In this rebuttal we describe
That the developmental effects of the potent environment estrogen Ethinyl Estradiol (EE2) addresses important Agency research needs and that EE2 is not just a “positive control”.
Why the Long Evans (LE) rat and several other rat strains are excellent animal models for the study of the potential adverse effects of xenoestrogens.
- Why the argument that LE rats and other rat strains are “insensitive strains” is not consistent with
- The pharmacological and toxicological data showing that humans and these rat strains display similar sensitivities to EE2
- The cellular and molecular biology of the action of estrogens on different target tissues
How the effects of leaching of Bisphenol A (BPA) from polycarbonate cages have been grossly exaggerated.
That governmental regulatory agencies have concluded that studies like ours (Ryan et al. 2010) are useful for risk assessment whereas many of the “positive” low dose studies were “inadequate” or the results have not been replicated.
Footnotes
In response to the letter to Toxicological Sciences by Vom Saal et al. (2010) that provided criticisms of our recent paper, we have prepared a categorical rebuttal.

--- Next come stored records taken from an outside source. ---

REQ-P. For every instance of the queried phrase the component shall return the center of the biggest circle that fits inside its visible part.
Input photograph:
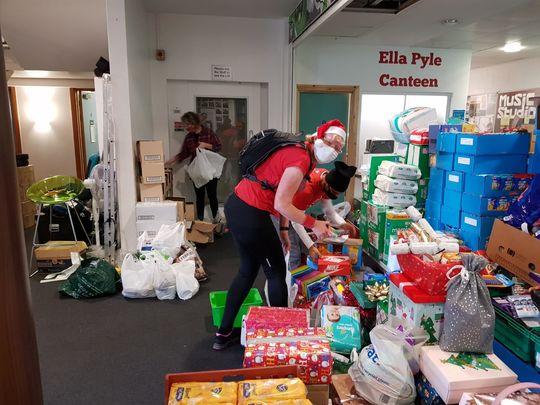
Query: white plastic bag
(292, 289)
(200, 170)
(169, 239)
(186, 283)
(164, 277)
(137, 277)
(384, 371)
(216, 160)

DISCLAIMER: The research described in this article has been reviewed by the National Health and Environmental Effects Research Laboratory, ORD, U. S. Environmental Protection Agency, and approved for publication. Approval does not signify that the contents necessarily reflect the views and policies of the Agency nor does the mention of trade names or commercial products constitute endorsement or recommendation for use.